Status: needs_reviewneeds_revision

comment:18 in reply to:  16 Changed 5 months ago by computer_freak

Replying to cohosh:

  • "Unallocated" isn't a very simple or descriptive word to describe that bucket. Can we use "private" instead? Perhaps this is too late in the game to change it, but it seems a bit contradictory since these bridges are allocated to the unallocated bucket.

How about "unreleased" or "unpublished" or "reserve" ?

Last edited 5 months ago by computer_freak (previous) (diff)

comment:19 in reply to:  16 ; Changed 5 months ago by phw

Status: needs_revisionneeds_review

Replying to cohosh:

  • Is this the main https://bridges.torproject.org page? If so, the steps for adding bridges are gone and it's unclear to me what the press to actually get bridges from this page.I'd suggest keeping the steps and adding this extra info at the very bottom of the page.


No, this page will live at bridges.torproject.org/info. For now, only Relay Search will link to it, so BridgeDB users won't see it. In the future, we can use the new /info page to add additional documentation.

  • "Unallocated" isn't a very simple or descriptive word to describe that bucket. Can we use "private" instead? Perhaps this is too late in the game to change it, but it seems a bit contradictory since these bridges are allocated to the unallocated bucket.


Yes, I see your point. I don't like "private" because we already use that term for bridges that don't report themselves to the authority. I like computer_freak's suggestion of "reserved" but I actually prefer keeping "unallocated" because the cost of changing this term seems to outweigh the benefit of using a somewhat more descriptive term.

I wonder what Karsten thinks?

  • This corresponds a bit to the point above, but we could change the description of the HTTPS bucket to be more clear and include a link to the page where you actually submit your request.


Good idea, done.

  • There's repeated information on this page between the description of the Email bucked and the section on I need an alternative way of getting bridges! below it. Can we condense these into the same section? And it would be great if the resulting section had a mailto: link.


Right, that's because BridgeDB includes a short FAQ section at the bottom of each page. I agree that we don't want that here, so I made the embedding of the FAQ conditional. I also added a mailto: link.

  • This is a nit, but there is some mixing of second and third person between the old and new content on this page. I think this is fine, but should be done intentionally.


I believe this is fixed, now that we removed the FAQ?

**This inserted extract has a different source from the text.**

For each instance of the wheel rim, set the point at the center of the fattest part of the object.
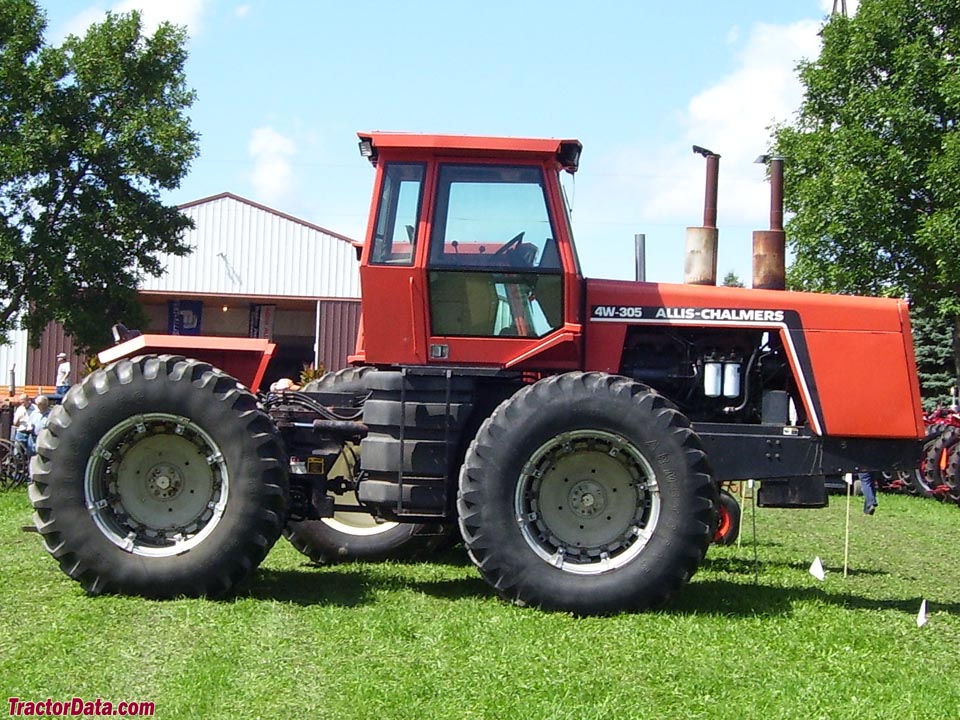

To make the review easier, I addressed your feedback in a separate patch, which I will later squash:
https://github.com/NullHypothesis/bridgedb/commit/b39e576eff8ac5ea9436fa5239a53f5edac11911

comment:20 in reply to:  19 ; Changed 5 months ago by karsten

Replying to phw:

Replying to cohosh:

  • "Unallocated" isn't a very simple or descriptive word to describe that bucket. Can we use "private" instead? Perhaps this is too late in the game to change it, but it seems a bit contradictory since these bridges are allocated to the unallocated bucket.


Yes, I see your point. I don't like "private" because we already use that term for bridges that don't report themselves to the authority. I like computer_freak's suggestion of "reserved" but I actually prefer keeping "unallocated" because the cost of changing this term seems to outweigh the benefit of using a somewhat more descriptive term.

I wonder what Karsten thinks?

My initial thought was that we shouldn't change the term, because bridge pool assignment files contain it and because Onionoo includes it in its response.

But I think we need to consider something else here. Bridge operators can request in their torrc file how their bridge is going to be distributed. Recognized methods are: "none", "any", "https", "email", "moat".

Maybe we'll have to say "None" here rather than "Unallocated"?

Note that case doesn't matter in case of configuring this in the torrc file. "HTTPS" is accepted just like "https" or "hTtPs" are. So it's fine to write "HTTPS".

To make this even more complicated, it turns out that a non-zero number of bridges does not have BridgeDB distribution information:

  • 553 moat
  • 505 https
  • 191 email
  • 76 none
  • 37 unallocated

The 37 "unallocated" bridges are the ones we're talking about above.

But I'm not yet sure why those 76 bridges are not included in any distributor, not even the "unallocated" distributor. It could be that they're too new (bridge pool assignment files are only synced once per day at UTC midnight). It could have other reasons like older tor versions.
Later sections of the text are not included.